Current Code Attempt (Inside Code Node)
javascript
CopyEdit
const text = $input.first().json.transcriptText;
const chunkSize = $input.first().json.chunkSize;
const chunkOverlap = $input.first().json.chunkOverlap;
let chunks = [];
let totalChunks = Math.ceil(text.length / (chunkSize - chunkOverlap)); // Calculate total chunks
for (let i = 0, chunkNum = 1; i < text.length; i += (chunkSize - chunkOverlap), chunkNum++) {
let chunkEnd = Math.min(i + chunkSize, text.length);
// Ensure we don’t cut off in the middle of a word or sentence
while (chunkEnd < text.length && ![" ", ".", ",", "\n"].includes(text[chunkEnd])) {
chunkEnd++; // Expand to nearest space/punctuation
}
let chunkText = text.substring(i, chunkEnd).trim(); // Extract & trim chunk
chunks.push({
chunk_number: chunkNum,
total_chunks: totalChunks,
pageContent: chunkText // Store cleaned chunk
});
}
// Update `total_chunks` to the actual count in case of rounding issues
const actualChunks = chunks.length;
chunks.forEach(chunk => {
chunk.total_chunks = actualChunks;
});
return chunks;
What I Need Help With
- A reliable chunking method in n8n that works dynamically and ensures correct sentence breaks.

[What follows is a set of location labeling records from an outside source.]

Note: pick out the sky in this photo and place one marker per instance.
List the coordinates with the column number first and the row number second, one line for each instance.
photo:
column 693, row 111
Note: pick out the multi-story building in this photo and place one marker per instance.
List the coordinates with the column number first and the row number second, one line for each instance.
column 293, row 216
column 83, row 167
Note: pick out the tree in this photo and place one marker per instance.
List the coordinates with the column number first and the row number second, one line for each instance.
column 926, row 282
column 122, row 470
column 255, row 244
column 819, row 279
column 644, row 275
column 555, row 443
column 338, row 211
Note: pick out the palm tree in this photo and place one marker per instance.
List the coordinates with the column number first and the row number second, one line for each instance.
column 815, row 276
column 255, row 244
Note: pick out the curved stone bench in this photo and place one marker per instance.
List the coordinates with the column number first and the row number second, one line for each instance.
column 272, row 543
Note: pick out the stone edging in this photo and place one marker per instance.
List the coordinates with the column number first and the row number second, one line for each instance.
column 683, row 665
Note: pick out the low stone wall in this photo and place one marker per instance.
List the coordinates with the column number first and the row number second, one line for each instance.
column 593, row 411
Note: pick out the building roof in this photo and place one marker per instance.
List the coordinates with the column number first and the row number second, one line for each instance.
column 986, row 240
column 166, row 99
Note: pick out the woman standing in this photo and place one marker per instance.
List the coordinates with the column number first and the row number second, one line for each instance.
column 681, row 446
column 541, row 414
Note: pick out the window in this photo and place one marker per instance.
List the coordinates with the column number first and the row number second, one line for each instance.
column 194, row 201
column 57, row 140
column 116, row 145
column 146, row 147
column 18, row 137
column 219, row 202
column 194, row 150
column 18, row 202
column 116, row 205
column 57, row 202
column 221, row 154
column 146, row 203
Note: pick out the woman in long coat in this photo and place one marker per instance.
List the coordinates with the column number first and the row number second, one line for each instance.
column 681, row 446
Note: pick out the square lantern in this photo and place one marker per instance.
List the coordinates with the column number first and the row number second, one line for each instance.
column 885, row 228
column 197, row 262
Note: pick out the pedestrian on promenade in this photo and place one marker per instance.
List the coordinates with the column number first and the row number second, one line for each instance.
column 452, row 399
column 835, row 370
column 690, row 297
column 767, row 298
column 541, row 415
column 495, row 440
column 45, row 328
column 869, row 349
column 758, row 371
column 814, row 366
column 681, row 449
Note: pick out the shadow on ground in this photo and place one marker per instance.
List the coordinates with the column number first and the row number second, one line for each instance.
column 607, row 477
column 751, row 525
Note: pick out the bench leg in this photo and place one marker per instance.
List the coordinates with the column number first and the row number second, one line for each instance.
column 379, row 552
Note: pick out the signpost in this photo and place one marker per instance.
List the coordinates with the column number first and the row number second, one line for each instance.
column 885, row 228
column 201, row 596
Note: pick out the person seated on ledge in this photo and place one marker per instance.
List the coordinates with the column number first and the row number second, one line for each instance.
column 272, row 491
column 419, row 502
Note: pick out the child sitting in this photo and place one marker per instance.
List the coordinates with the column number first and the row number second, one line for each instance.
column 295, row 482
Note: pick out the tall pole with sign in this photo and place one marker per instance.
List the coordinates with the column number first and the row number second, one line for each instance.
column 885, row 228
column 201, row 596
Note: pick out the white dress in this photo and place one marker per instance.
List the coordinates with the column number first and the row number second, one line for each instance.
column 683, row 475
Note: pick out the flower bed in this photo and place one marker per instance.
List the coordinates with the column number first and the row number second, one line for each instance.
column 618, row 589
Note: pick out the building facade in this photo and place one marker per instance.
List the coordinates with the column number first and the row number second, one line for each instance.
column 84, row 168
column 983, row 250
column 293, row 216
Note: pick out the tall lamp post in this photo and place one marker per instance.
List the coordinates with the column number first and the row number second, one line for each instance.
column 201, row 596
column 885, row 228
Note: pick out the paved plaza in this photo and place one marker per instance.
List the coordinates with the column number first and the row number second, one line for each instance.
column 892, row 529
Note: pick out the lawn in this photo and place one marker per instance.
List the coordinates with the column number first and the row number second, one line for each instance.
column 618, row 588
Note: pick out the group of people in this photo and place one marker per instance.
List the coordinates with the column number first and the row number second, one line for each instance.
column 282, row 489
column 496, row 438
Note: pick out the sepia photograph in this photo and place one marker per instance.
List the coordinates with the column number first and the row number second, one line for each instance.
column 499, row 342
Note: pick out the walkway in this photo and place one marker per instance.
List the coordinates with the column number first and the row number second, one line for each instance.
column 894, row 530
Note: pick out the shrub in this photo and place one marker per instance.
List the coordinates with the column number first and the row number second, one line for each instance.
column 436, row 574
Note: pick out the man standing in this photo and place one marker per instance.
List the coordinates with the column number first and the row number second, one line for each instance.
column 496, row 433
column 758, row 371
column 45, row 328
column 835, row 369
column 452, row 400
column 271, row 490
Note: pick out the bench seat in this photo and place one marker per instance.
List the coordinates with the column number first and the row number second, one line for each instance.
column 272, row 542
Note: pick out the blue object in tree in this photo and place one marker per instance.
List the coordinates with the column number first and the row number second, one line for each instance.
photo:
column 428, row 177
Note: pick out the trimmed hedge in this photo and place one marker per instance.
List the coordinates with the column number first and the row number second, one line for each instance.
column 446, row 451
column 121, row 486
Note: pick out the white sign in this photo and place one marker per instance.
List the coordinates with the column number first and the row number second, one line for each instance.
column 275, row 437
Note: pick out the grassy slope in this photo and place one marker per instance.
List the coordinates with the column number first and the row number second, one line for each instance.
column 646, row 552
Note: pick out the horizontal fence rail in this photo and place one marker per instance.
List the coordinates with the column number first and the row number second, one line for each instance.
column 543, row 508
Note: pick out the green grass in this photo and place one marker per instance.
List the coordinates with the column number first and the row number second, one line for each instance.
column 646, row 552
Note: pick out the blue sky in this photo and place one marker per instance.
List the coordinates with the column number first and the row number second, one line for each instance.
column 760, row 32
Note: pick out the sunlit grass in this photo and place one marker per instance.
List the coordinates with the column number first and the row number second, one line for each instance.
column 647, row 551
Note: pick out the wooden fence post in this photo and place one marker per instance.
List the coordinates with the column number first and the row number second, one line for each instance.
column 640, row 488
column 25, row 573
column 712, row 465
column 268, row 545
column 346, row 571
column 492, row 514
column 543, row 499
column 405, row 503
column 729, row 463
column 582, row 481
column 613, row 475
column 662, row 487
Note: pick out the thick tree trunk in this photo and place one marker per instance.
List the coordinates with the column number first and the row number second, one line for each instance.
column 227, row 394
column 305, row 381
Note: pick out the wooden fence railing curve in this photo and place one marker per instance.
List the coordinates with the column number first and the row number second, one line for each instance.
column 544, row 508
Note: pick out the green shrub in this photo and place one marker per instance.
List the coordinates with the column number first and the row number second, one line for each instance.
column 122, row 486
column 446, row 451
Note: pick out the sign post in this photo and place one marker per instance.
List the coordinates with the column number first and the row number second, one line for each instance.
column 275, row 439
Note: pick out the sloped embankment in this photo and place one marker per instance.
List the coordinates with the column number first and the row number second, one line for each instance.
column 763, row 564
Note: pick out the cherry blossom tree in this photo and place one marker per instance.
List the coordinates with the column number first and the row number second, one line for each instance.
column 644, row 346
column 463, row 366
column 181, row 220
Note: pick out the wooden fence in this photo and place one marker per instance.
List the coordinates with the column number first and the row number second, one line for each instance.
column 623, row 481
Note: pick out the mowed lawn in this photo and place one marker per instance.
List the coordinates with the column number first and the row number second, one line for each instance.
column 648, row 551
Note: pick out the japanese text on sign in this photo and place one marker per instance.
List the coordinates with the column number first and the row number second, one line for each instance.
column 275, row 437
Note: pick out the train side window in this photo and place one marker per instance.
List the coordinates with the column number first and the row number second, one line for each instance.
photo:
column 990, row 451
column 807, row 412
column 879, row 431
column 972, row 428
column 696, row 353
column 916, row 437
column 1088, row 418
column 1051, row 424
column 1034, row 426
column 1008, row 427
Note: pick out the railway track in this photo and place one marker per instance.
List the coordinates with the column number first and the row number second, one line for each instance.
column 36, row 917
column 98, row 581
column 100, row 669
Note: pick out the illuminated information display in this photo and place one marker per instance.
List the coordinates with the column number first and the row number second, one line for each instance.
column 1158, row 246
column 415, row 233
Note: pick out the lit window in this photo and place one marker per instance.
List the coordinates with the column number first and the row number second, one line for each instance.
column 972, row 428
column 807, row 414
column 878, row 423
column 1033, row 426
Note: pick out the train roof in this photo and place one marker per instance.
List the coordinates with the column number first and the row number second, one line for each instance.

- Ensuring chunking does not fail or return a single large chunk.
- Handling edge cases where transcripts vary significantly in length.
- **Best way to integrate this into the Pinecone workflow without losing metadata, since the Pinecone Vector Store node doesn’t allow setting
chunk_number
.
Information on your n8n setup
- **n8n version: SAAS version starter plan
- **Database pinecone
- n8n EXECUTIONS_PROCESS setting (default: own, main):
- **Running n8n via n8n cloud,